Self-care. Self-care. Self-care. This fashionable word is thrown around like confetti nowadays, and is being marketed to women in particular. But what is it?
Self-care requires taking a holistic approach to life; caring for ourselves in all regards. It is part of a pro-active strategy to prevent burn-out. In its most simplest form it is classed as any intentional act taken to meet an individual’s physical, mental, spiritual or emotional needs.
As soon as you type ‘self-care’ into a search engine you will be inundated with an abundance of activities you can incorporate into building your own self-care routine: manicures, massage, hot bubble baths, picking flowers, reading a book, getting acupuncture, walking … But what is the real meaning of self-care?
I wanted to write this blog because I, like many women I know, find it relatively tricky to allow myself to practice self-care on a regular basis.
I feel that investing time in taking care of my own body and mind should fall behind the needs of everyone else and in all honesty, upon hearing the phrase self-care I immediately feel queasy. But why is this? Why don’t we payas much attention to ourselves as we do to other people? Self-care is a concept that is largely misunderstood and as a result of this a number of myths have developed surrounding it, for example; self-care is selfish and we have to earn the right to practice it. NO! It is myths such as these that are partially to blame for our inability to practice sustainable self-care and so it is crucial we remember they are just that – myths. There are other barriers that can make long-term self-care tricky though, including anxiety, stress, your inner critic, others being critical of your choices, feeling like you don’t have the time…
So, what if we try and modify our view of self-care in order to try and overcome some of these barriers to self-care?
I want to use the following analogy to explain what I mean by this. It is taken from a book called Boundaries: How to Draw the Line in Your Head, Heart and Home (Miller & Lambert, 2018): “…remember when you get on a plane how the flight attendants tell you – in case of emergency – to put on your own oxygen mask first, before helping others?” This is a practical example of self-care but the principle remains the same in everyday life – self-care is not about ignoring the needs of others; it’s about not ignoring yourself. It’s about boundaries, not just bath bombs (not that there’s anything wrong with bath bombs!). Self-care consists of establishing limits for yourself and having boundaries that you can communicate and stick to. Ironically, when we take the time to meet our own needs we will feel recharged and have more energy to give to others, and we will have the nourishment we need to achieve great things.
In reality self-care can be hard and difficult to embrace at first.

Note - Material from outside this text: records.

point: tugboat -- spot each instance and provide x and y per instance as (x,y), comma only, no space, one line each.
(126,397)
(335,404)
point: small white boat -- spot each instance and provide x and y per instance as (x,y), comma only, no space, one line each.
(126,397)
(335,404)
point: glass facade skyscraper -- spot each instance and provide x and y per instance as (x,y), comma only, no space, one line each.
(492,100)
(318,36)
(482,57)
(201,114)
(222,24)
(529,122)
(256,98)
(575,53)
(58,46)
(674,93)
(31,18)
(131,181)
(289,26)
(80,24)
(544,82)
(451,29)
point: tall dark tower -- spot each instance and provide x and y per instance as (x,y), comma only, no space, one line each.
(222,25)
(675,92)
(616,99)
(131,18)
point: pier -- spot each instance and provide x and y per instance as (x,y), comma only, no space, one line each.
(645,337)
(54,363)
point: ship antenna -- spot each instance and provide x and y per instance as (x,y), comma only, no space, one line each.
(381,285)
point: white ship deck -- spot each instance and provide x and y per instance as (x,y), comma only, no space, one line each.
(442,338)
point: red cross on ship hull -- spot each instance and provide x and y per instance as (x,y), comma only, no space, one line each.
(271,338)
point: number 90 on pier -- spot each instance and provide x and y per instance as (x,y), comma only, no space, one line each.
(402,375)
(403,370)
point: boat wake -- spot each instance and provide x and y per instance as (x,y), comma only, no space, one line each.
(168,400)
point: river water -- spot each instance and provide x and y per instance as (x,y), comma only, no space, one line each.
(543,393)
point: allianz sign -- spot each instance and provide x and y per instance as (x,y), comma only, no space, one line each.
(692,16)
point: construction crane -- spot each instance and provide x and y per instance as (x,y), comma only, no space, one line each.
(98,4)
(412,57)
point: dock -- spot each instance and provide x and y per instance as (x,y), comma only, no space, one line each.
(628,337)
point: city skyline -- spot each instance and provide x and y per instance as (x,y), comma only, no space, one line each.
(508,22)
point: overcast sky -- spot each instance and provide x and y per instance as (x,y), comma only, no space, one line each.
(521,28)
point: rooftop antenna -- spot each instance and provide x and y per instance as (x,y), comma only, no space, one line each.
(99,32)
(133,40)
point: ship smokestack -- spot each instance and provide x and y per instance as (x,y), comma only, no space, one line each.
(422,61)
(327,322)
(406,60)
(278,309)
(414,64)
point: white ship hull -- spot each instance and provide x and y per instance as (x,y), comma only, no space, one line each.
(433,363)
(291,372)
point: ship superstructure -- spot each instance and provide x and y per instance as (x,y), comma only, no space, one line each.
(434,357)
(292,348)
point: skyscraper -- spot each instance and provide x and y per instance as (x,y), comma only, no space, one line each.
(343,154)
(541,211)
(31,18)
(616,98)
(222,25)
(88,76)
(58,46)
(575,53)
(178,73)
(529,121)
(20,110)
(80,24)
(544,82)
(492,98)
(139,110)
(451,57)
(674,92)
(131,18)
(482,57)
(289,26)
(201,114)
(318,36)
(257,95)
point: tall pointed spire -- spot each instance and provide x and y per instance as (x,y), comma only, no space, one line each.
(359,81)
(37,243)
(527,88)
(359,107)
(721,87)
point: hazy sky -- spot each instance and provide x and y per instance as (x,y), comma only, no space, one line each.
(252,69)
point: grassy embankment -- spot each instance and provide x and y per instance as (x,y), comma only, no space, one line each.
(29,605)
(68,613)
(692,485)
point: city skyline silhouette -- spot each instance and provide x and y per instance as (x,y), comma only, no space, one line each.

Sometimes it can feel selfish. Sometimes we might not want to do it. But, self-care is a necessity and ultimately it is about self-preservation. It will mean different things to you at different times in your life. If something big is going on (i.e. a break up, a house move) you may need to take care of yourself in a gentler way, but if things are going well for you the best self-care might be to challenge yourself a little! Self-care is a personal journey, no-one else’s way is the right way for you so it is important to learn what YOU need and become self-aware.
Remember, you are deserving of a little of your time and energy, just as much as anyone else around you.